The Many Faces of Canal Street

This 1807 painting shows what is now Canal Street. The bridge is at the intersection of today’s intersection of Canal and Broadway. Image courtesy of the Museum of the City of New York

Posted
Dec. 30, 2013

If any street in New York can claim to be the most beat-up and changed, Canal Street surely qualifies. In the beginning, in fact, it wasn’t a street at all, or even a canal. It was a drainage ditch. The ditch, in turn, owed its existence to Collect Pond, a stagnant body of water just north of today’s Foley Square, and to the Lis­penard Meadows, a patch of swampland that covered much of northern Tribeca.

When the landowner Anthony Rut­gers acquired the pond and the swamp in 1733, they were well outside the city limits—everything above Cham­bers Street was still farmland or woods—but he knew something had to be done about them. The swamp, he said, was “filled constantly with standing water” with “no natural vent and being covered with bushes and small trees [was] by the stagnation and rottenness of it… become exceedingly dangerous and of fatal consequence to all the inhabitants of the north part of this City bordering near the same, they being subjected to very many diseases and distempers, which by all Physicians and by long experience are imputed to those un­wholesome vapors occasioned thereby…”

Rutgers petitioned the city for permission to lay a drain “into Hudson’s River as far as Low Water Mark,” and got its okay. The resulting hand-excavated trench meandered its way from present-day Centre Street westward to the river.

Rutgers’ ditch was also a barrier, of course, and so at the point where Broadway (then little more than a lane) intersected it, a stone bridge was built, probably for military reasons, during the American Revolution. Farther west another bridge was also built, serving the road to Greenwich Village—today’s Greenwich Street. For a time these two bridges were the main exits from the city. But soon the bridge proved to be inadequate, and in 1792 no less a personage than John Jay, who happened to be Chief Justice of the United States, offered to donate some of the land he owned in the neighborhood if the city fathers should “judge it expedient to make a Canal from the fresh Water [i.e. Collect] Pond to the North [i.e. Hudson] River.”

At the same time, the city decided to solve the Collect Pond problem once and for all by filling it up with “good and wholesome earth,” and this compounded the drainage problem. After some years of debate the decision was made to convert the ditch into a plank-sided canal eight feet wide following a straight line from Centre Street to the Hudson, with a roadway on both sides. This was done in 1811.

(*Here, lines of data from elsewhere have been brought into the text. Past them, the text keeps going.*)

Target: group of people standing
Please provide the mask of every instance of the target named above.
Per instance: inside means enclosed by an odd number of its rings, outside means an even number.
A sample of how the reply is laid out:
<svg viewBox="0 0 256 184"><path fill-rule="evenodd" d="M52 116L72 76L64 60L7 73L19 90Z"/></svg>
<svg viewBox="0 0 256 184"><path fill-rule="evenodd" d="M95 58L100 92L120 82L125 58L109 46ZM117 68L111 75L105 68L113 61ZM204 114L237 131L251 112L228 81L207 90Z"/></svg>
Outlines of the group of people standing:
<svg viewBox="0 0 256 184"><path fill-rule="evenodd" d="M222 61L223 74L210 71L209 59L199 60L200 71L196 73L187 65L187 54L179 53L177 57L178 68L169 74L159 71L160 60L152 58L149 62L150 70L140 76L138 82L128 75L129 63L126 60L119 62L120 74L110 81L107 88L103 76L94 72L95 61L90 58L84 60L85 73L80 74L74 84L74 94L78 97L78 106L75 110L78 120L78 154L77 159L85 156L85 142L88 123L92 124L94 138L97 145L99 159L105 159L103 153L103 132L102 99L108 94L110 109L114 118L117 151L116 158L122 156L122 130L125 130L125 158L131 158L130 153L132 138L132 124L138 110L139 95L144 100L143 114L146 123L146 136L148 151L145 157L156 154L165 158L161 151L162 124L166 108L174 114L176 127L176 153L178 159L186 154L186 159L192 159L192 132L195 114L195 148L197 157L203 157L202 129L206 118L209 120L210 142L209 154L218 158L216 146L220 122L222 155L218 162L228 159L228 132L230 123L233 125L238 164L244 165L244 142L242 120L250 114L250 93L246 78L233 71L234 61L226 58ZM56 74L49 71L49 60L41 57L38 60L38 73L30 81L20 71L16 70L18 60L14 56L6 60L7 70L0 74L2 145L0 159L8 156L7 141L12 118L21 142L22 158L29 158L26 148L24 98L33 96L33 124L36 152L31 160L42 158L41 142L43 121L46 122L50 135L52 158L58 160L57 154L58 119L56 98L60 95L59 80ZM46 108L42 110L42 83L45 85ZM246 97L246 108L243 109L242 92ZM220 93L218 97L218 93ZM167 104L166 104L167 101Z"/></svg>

The canal was popular among the residents of what was by now a lively neighborhood surrounding it. In the mid-19th century, a woman recalled that children “used to skate on the canal that is now Canal Street… and my mother says the poor people used to get a rib of beef and polish it and drill holes in it and fasten it on their shoes to skate on.” Such delights were short-lived, however, for the canal proved to be little more than an open sewer, and by 1819 it was covered over.

That was hardly the end of the changes that would befall the street. Clearly such a broad boulevard had no business ending at Centre Street, and so in the 1850s the blocks to the east were punched through and Canal Street was extended until it merged with Walker Street between Baxter and Mulberry. The blocks to the east that had been Walker Street were renamed Canal Street.

So much for the eastern end of the street. The western half endured its biggest changes in the 1920s to make way for the Holland Tunnel. An entire block between Varick and Hudson just above Canal was demolished to provide an entrance plaza to the tunnel, and all the buildings on the south side of Canal between Varick and Hudson were removed to provide an exit ramp. Because that exit dumped traffic directly onto Varick Street (today’s larger exit system to the south came later), the triangular block bordered by Varick, Laight and Canal streets was also cleared; it is now a park.

Finally, because the city fathers as­sumed, correctly, that traffic the tunnel would one day prove gargantuan, a very pleasant park that had existed for decades at the western end of Canal was demolished in 1930 to create what was called a “triangular safety zone.” After serving for years as a parking lot for sanitation trucks, that park was wonderfully restored.

Old-timers may recall that when an elevated highway ran along West Street, a bridge carried traffic across the Canal Street intersection, seemingly without rhyme or reason. The reason was that the canal, still there underground, made the elevated footings unreliable. When the highway was torn down, the last visible reminder of Anthony Rutgers’ ditch disappeared.

But underneath all the honking and screeching and cursing that we now associate with Canal Street and its monster traffic jams, the watercourse is still there, silently delivering to the river the subterranean waters of Tribeca.

This article was excerpted from “Tri­beca: A Pictorial History” by Oli­ver E. Allen, published by The Tribeca Trib.